And another member of the blog identifies himself. I am P.J. Hill, a member of the Business and Economics Department at Wheaton College, in Wheaton, Illinois. In case you aren't familiar with Wheaton, it is a Christian college that is Protestant and evangelical in its faith commitments.
I also am associated with a research center in Bozeman, Montana, PERC (Property and Environment Research Center) where I spend my summers.
My spiritual journey started (at the conscious level) when, as a senior in college, I decided the good news of Jesus Christ was true. Since then my wife and I have been members of numerous churches, all Protestant, as we have bounced around the country.

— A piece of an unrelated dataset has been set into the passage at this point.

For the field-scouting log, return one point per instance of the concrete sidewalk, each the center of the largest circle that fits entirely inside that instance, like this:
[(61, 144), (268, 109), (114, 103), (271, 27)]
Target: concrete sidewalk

Now to the topic of the blog, the relationship between faith and economics. Andy, I'm not sure that I fully agree that our Christian faith and economics are orthogonal. I agree that economics tells me about how people make choices, and my faith defines a set of constraints on my choices. But my faith position also gives me much more information about the quality of choices than economics does, since economics assumes that each individual knows their own best interest. In other words, the discipline of economics provides no mechanism of evaluating choice other than utility maximization. But my belief in a transcendent God who has revealed himself in the person of Jesus Christ leads to a way of judging my (and others) choices. That doesn't mean I necessarily want to coercively impose what I think is God's evaluation of people's choices (surely the subject of future postings), but it does move me considerably beyond the economics answer to choices of "if it feels good do it."